Before we knew it, we were standing in front of a familiar slot machine with a mermaid at the top, her breasts hidden cleverly behind an artful spread of seaweed and pink coral.

“First day we came through here …” I started to say.

“When you bought us ice cream.” Lucas nodded. “You asked if I wanted to give this machine a go.”

“And then you recalled how I crashed into you that fateful night.” I found myself gripping my bad elbow at the memory, its bruise faded nearly to nothing.

When I glanced at Lucas, I found him staring at me hard.

“Does it still hurt?” he asked softly.

I shook my head. “It’s a pity,” I admitted. “I almost miss the ache.”

He reached down, took my hand, and placed it on his crotch. “Maybe this’ll make you ache again.”

I bit my lip to suppress a smile. “Oh, Lucas,” I moaned. “You are just insatiable, aren’t you?”

“Insatiable,” he agreed, a hungry glint in his eyes.

I grabbed hold of his hips and pulled him against me.
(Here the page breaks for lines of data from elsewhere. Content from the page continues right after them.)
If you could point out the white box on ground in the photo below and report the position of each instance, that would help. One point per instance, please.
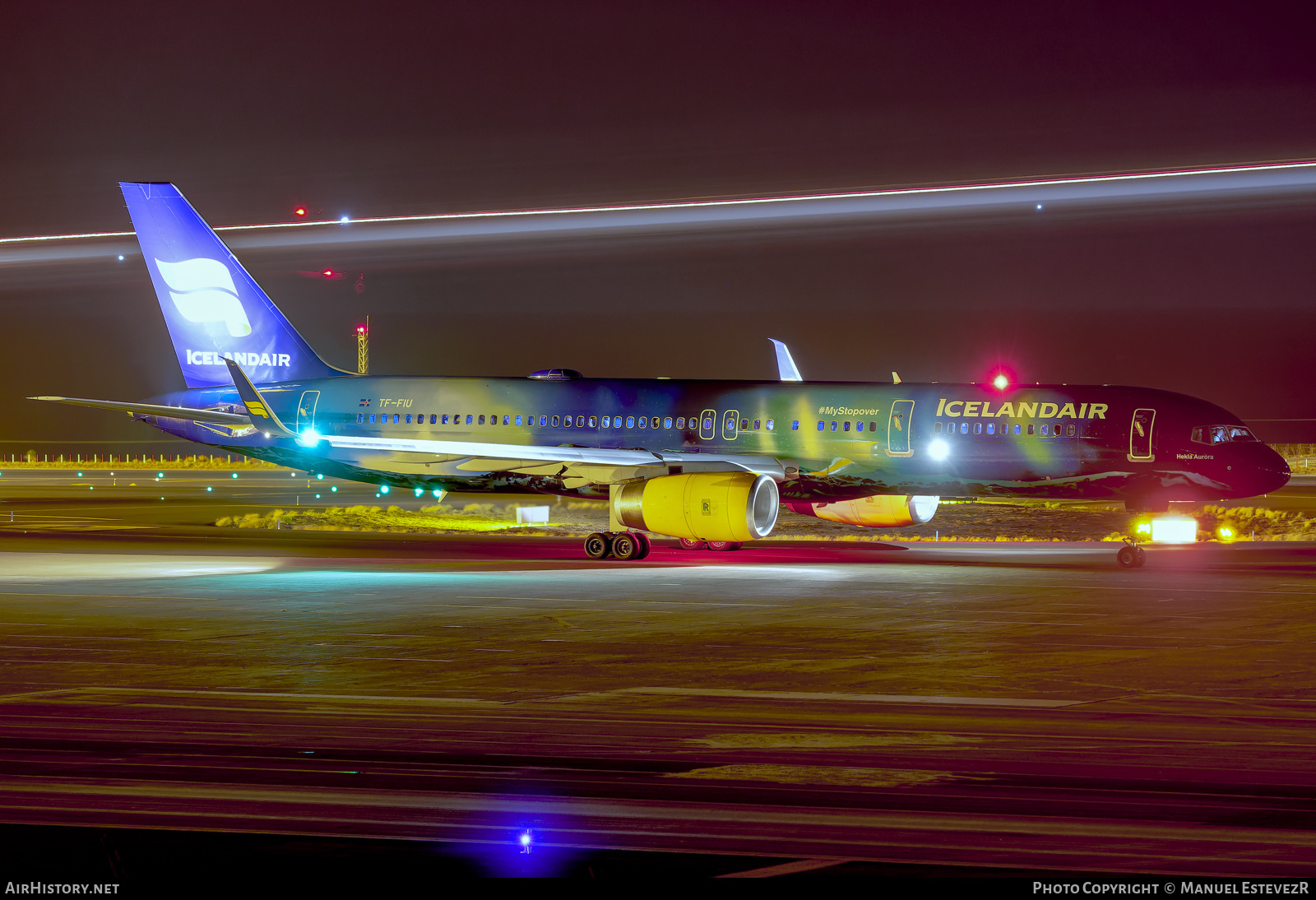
(1175, 531)
(532, 515)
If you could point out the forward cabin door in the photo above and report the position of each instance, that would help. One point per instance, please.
(899, 429)
(730, 424)
(307, 411)
(1140, 434)
(708, 425)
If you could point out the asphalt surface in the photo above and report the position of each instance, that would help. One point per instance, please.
(837, 709)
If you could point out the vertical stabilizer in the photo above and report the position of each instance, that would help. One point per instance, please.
(785, 364)
(214, 309)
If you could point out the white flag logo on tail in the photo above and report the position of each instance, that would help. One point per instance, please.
(203, 291)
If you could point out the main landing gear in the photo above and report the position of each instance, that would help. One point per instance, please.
(619, 545)
(1131, 555)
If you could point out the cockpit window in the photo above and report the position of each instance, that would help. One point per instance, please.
(1223, 434)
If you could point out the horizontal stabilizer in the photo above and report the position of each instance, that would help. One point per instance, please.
(262, 416)
(214, 416)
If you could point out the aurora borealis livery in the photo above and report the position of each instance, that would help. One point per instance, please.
(872, 454)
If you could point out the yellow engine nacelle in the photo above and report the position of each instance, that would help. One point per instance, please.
(701, 505)
(878, 511)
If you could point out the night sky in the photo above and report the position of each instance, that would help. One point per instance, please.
(392, 109)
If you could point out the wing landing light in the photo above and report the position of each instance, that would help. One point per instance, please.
(786, 369)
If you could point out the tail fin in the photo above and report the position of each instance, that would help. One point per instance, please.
(215, 311)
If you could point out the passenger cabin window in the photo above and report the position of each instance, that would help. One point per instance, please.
(1223, 434)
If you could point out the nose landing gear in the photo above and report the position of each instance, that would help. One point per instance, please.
(619, 545)
(1131, 555)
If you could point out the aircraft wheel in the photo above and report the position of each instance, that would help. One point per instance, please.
(596, 546)
(625, 546)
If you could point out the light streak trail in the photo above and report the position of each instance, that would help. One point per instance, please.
(1037, 193)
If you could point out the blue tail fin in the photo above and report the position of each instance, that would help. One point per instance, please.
(215, 311)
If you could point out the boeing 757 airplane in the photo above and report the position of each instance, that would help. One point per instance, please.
(707, 462)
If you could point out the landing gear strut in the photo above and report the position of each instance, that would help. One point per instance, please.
(695, 544)
(1131, 555)
(620, 545)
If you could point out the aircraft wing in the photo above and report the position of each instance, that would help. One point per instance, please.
(214, 416)
(486, 456)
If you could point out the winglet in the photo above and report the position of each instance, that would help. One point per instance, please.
(258, 410)
(785, 364)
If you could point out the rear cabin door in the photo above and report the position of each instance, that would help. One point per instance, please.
(1140, 434)
(899, 428)
(307, 411)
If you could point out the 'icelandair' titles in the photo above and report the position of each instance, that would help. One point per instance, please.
(212, 358)
(984, 410)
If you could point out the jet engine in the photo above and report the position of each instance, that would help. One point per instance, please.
(878, 511)
(701, 505)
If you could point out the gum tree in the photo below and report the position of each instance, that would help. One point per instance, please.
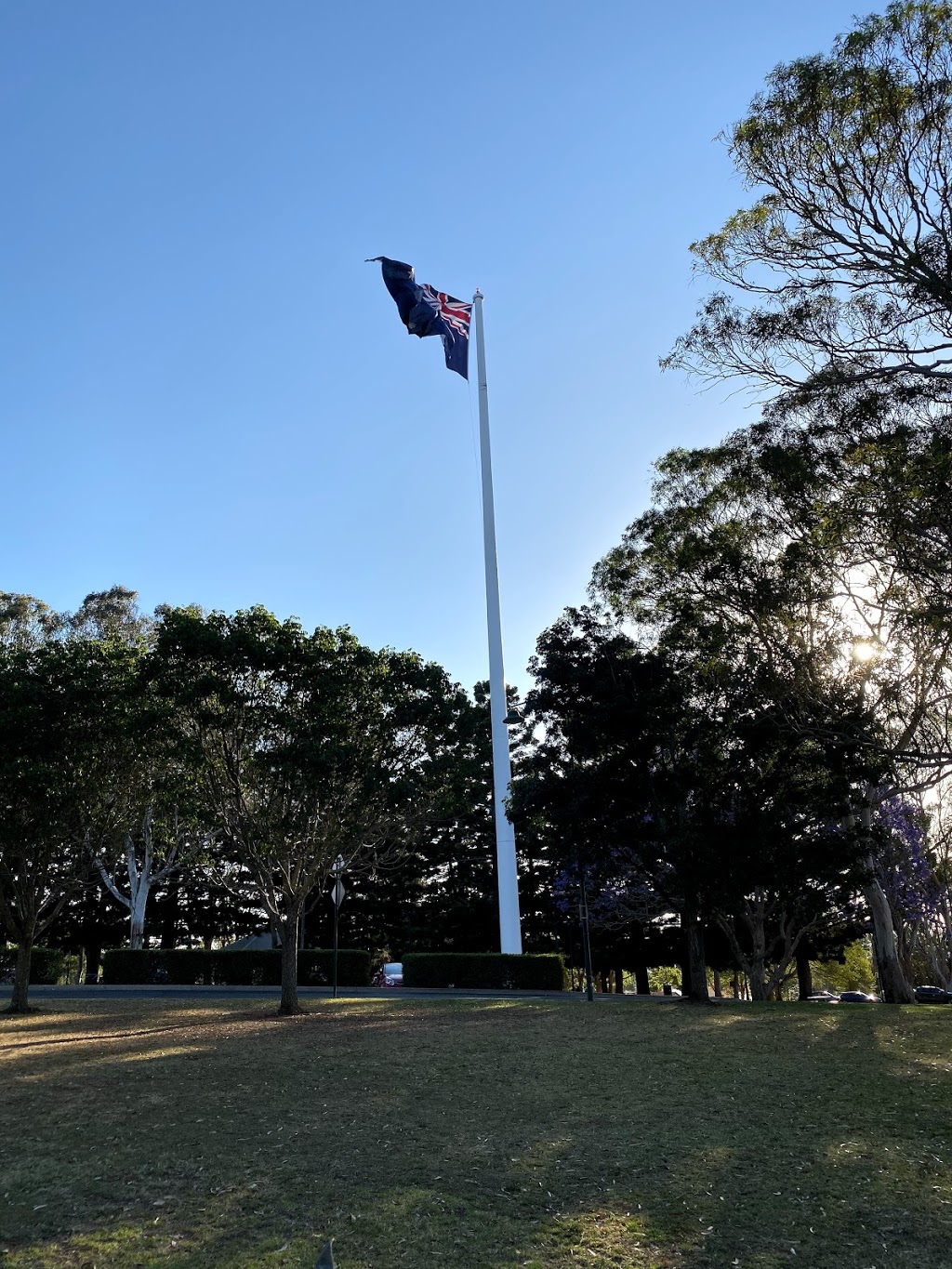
(309, 747)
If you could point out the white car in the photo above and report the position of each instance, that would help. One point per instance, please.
(390, 975)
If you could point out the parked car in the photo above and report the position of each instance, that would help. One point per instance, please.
(933, 997)
(390, 975)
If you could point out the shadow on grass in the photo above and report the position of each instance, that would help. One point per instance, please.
(480, 1136)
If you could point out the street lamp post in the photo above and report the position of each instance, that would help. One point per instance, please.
(584, 923)
(337, 895)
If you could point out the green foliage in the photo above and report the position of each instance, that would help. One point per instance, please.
(490, 970)
(46, 966)
(843, 261)
(239, 969)
(853, 973)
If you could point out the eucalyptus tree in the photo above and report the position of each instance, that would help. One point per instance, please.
(310, 747)
(840, 271)
(688, 783)
(59, 705)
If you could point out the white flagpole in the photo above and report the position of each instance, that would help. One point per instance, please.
(509, 931)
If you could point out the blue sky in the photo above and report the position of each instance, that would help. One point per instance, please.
(207, 395)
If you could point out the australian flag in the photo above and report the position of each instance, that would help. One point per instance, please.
(426, 311)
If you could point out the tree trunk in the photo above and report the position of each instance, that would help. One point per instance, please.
(289, 1003)
(895, 986)
(757, 977)
(20, 1001)
(694, 984)
(94, 955)
(138, 915)
(805, 977)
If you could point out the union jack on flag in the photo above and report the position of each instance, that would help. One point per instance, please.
(426, 311)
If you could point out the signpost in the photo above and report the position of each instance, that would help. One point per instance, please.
(337, 893)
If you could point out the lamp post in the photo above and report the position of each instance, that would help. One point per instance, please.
(584, 923)
(337, 893)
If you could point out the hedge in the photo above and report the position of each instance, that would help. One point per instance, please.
(47, 965)
(240, 969)
(490, 970)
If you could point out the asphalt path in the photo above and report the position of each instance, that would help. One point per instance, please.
(134, 991)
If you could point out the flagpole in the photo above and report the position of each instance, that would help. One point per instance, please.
(507, 876)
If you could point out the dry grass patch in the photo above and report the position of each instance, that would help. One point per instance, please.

Then, our bodies together, I brought my mouth to his.

The kiss we shared that night had no hopes of comparing to any other.

I think I felt a desire for him so desperate, it scared me.

It scared me how much I was falling for him.

I had no idea what the future held for us. No idea at all. But I knew that we were in it for the long haul, no matter in what capacity that meant. As a friend. As a lover.

As a shoulder.

As a companion.

As anything he wanted.

Even after just three magical weeks with that sharp, beautiful young man, I knew we were in each other’s lives for good.

When we separated from the kiss, I gave a nod at the machine. “Ready for a go at it? As it turns out, I have enough left on my casino card for one single pull.”

Lucas grinned. “Let’s do it.”

The pair of us sat before that machine, holding hands. All the possibilities sat there before our eyes, waiting for us.

Cherries, gold bars, diamonds …

Hearts …

Who knew what else would scroll past our eyes when we finally pulled that fateful lever of luck?

Wrinkled bed sheets … pool tables …

Graphics … sketchpads …

College brochures …

Movies and cuddling …

Rules, dominance, evil smirks … handcuffs …

A spanking …

Another spanking …

Sweetness and more cuddling …

Laughter, endless laughter … smiling into each other’s eyes as we drifted off to sleep next to one another …

Hearts

We each brought a hand to the lever and held on, prepared to pull at any second. “Are you ready?” I asked him.

“So fucking ready,” Lucas fired back.

Then we pulled the lever as one and kissed, ignoring the little pictures as they spun. Neither of us really cared where luck would land us. We’d both won the jackpot already.